I’ve been away from my desk a lot over the last three weeks. I’ve spent many hours working with my supervisor to design a palaeography experiment involving a group of very willing and wonderful calligraphers from the York Scribes and Wyke Scribes groups, a WACOM digitising tablet and an adapted digital pen. I’m still grappling with the results, many of which were unexpected but exciting. I’ll publish more when I have more!
Now that’s done, I’ve donned my programming hat again (which looks very much like my historian hat, but with added complications). I’ve found that blogging my experience has created a handy record of what I’ve done up until now. I can see that previously I was playing with ways of processing my images of medieval handwriting, to better represent the shape of the letters. I was attempting to standardise the thick and thin strokes and see only a skeleton of the letter. I’d come up with this:
First, I’d performed a ‘closing’ operation to fill in any gaps in the ink and smooth the shape’s contours. Then I ‘thinned’ the image, to show only the basic shape of the letter. However, the thinned image resulted in some strange details – the kind of ‘spurs’ that you see above. I wondered: how can we see an even better representation of the shape of letters, without these added extras? So, I decided to ‘close’ the image as I did before but, instead of thinning it, apply a Canny edge-detection program.
For the historians among us, the Canny edge detector was developed by the Australian computer scientist John F. Canny, in 1986.
In researching this blog post, I spent way too much time seeking an explanation of Canny’s method that did not send me on a Wikipedia loop.
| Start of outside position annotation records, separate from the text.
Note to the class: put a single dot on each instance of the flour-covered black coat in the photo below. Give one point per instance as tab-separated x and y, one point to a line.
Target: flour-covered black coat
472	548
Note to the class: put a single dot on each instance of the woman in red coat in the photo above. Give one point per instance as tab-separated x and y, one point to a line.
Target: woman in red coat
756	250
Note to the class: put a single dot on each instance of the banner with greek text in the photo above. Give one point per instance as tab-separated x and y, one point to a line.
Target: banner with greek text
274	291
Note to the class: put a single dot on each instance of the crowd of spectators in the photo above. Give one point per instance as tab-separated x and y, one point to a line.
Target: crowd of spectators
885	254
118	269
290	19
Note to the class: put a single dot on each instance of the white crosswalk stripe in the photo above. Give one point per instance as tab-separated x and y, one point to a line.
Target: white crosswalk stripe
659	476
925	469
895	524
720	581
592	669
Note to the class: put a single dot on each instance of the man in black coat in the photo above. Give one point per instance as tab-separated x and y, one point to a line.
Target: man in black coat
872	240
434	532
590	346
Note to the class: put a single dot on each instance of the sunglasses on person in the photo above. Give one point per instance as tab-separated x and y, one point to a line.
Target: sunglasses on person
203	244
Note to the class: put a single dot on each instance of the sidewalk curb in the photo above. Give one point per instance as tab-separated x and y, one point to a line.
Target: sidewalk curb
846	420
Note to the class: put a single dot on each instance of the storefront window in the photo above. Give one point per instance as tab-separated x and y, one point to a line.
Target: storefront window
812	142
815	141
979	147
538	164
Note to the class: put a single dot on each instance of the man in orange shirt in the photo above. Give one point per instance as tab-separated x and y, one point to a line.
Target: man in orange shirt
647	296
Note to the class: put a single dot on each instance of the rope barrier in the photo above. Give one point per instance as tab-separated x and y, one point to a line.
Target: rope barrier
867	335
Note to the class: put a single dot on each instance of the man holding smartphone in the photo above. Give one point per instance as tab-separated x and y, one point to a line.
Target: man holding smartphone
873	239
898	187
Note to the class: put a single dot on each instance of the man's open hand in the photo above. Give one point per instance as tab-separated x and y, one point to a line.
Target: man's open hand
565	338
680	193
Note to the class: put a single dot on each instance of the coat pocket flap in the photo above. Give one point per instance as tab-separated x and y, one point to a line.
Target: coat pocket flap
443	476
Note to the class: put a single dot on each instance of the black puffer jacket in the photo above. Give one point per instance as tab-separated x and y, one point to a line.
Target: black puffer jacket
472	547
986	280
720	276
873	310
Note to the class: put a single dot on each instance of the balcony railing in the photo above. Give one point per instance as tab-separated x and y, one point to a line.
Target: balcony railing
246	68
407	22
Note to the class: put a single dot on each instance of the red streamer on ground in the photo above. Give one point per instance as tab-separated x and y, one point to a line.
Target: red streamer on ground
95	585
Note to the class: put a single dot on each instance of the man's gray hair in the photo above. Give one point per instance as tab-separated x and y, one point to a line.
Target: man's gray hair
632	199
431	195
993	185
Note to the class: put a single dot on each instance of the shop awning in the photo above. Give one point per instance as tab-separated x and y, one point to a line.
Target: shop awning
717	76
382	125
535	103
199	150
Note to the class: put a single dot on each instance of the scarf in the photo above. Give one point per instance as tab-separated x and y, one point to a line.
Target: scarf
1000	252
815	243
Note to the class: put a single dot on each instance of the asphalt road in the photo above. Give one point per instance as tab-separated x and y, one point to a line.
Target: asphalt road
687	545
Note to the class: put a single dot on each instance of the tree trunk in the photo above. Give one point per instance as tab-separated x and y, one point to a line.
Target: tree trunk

Here’s the best – very simplified – explanation that I could manage, based on this very helpful guide…
The Canny edge detector works by:
1) removing noise from the image by creating a blurred image, using what is called Gaussian convolution.
2) finding the edges where the grayscale intensity of the image changes the most (eg. where the white of the page turns to the black of ink). The direction of these edges are then determined and stored as an equation.
3) converting the ‘blurred’ edges in the image to ‘sharp’ edges
4) applying a threshold, so that only edges stronger that a certain value are preserved.
5) interpreting strong edges as ‘certain edges’, which are immediately included in the final edge image. Weak edges are included if and only if they are connected to strong edges
This was the image that resulted from the process, a very faithful rendering of the letter shapes, showing quite clearly the shape of its constituent strokes.
I still have a problem, as the edges of the letters are connected where the scribe joined his strokes in the process of writing. However, it seems that for the purposes of my current project, I’ll be drawing bounding boxes around the letters to segment them manually. This is ‘expensive’ in terms of the time and effort required, but seems to be the best option since I’m new to programming.
In order to regain some of this time, I’ve learned how to import and process multiple images simultaneously. My supervisor helped me to do this by devising a simple program which reads in every single file in a folder, from the first file to the end, as long as it ends in ‘.jpg’. I could then apply my edge detection program to the entire set, resulting in several processed images, prompto!
In the upcoming weeks, I’ll be trying out some basic computer vision techniques, attempting to segment letters and compare their shapes over the course of a scribe’s career. More on that anon…